Re:Always fascinating. (Score:5, Insightful)
A 30-year-old game featured AI more sophisticated than what you'll find in most games today.
In defense of games today, things where a whole lot easier when you were on a strictly 2D, non-altering, fully 100% visible plane, and where an AI that knows your exact position regardless of things like noise and line of sight wasn't considered unfair, and where the only abilities an AI had to worry about were "Move My XY coordinates to = Player XY Coordinates" -
Well I think you're getting the picture...
Re:Always fascinating. (Score:5, Insightful)
More sophisticated?
They are constrainted by the paths and when they have to make a choice they pick the one that gives the shortest straight line distance to their destination.
In other words they are retarded, which is good because there are four of them and they'd box the player in in about 10 seconds if they weren't.
Re:Always fascinating. (Score:4, Insightful)
>Well, the behavior is complex in today's games, but the algorithms are not.
Study up on the path-finding, grouping, and line-of-sight algorithms in "today's games", before you lodge this kind of insult at their developers please.
Re:Programming lesson (Score:1, Insightful)
Listen, if you are arguing it is equal because women can hurt your feelings, shut up, you are a loser.
Don't like it, move out. Not quite the same as a guy beating the crap out of a woman and threatening her on what will happen if she tries to leave.
Re:Always fascinating. (Score:5, Insightful)
In other words they are retarded, which is good because there are four of them and they'd box the player in in about 10 seconds if they weren't.
Yes. There's this persistent myth that smart game AI is hard to build. It's not. A really smart, impossible-to-beat game AI is easy to build (for most types of games). What's hard to build is a sort-of-smart-but-often-fallible AI that's just competent enough that it makes you feel like you're accomplishing something worthwhile when you finally beat it. For extra bonus hardness points you can try building an AI that makes the same kind of sub-optimal choices that a human would make so that it feels "alive". That's hard to do.
Game AIs have all kinds of advantages that make it easy (again, for most types of games) to build them to be unbeatable. They have always have instant reaction time, they can consider a large number of disparate data streams simultaneously, they always have perfect knowledge of their environment, they can have vast libraries of pre-computed decision trees, and their accuracy in moving, aiming, etc is limited only by the precision of floating-point data types. (An aside: the reason why real-world robotics is so hard is largely because real-world robots have really terrible knowledge of their environment, unlike game AIs.) The trick to writing a top-quality game AI is to figure out how to degrade and handicap all of those advantages in ways that leave them beatable while not leaving them looking stupid.

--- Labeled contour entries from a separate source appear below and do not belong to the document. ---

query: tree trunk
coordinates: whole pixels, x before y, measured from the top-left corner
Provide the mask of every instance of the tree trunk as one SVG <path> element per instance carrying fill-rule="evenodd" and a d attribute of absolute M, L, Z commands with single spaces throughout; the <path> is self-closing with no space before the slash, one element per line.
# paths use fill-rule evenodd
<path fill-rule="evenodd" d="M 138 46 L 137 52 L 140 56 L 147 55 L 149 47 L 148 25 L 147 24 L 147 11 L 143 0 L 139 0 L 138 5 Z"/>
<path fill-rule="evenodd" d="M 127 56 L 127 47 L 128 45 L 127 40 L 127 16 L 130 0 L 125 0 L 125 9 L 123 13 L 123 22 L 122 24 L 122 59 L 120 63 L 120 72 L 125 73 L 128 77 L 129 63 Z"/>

Re:Programming lesson (Score:3, Insightful)
If someone says "stop being an asshole" and your conclusion is "but then I will have nothing to say", what the hell is wrong with you?
I am continually amazed with what people defend this behavior with. You don't need to be devoid of humor or steeped in forced neutrality, you don't need to stop speaking your mind or fear that you can't have an open and honest discussion. You just need to stop being a dick. (Which would probably help any arguments you're trying to make in any case.)
("You" doesn't refer to parent or grandparent; it's just a placeholder. "One" doesn't sound good.)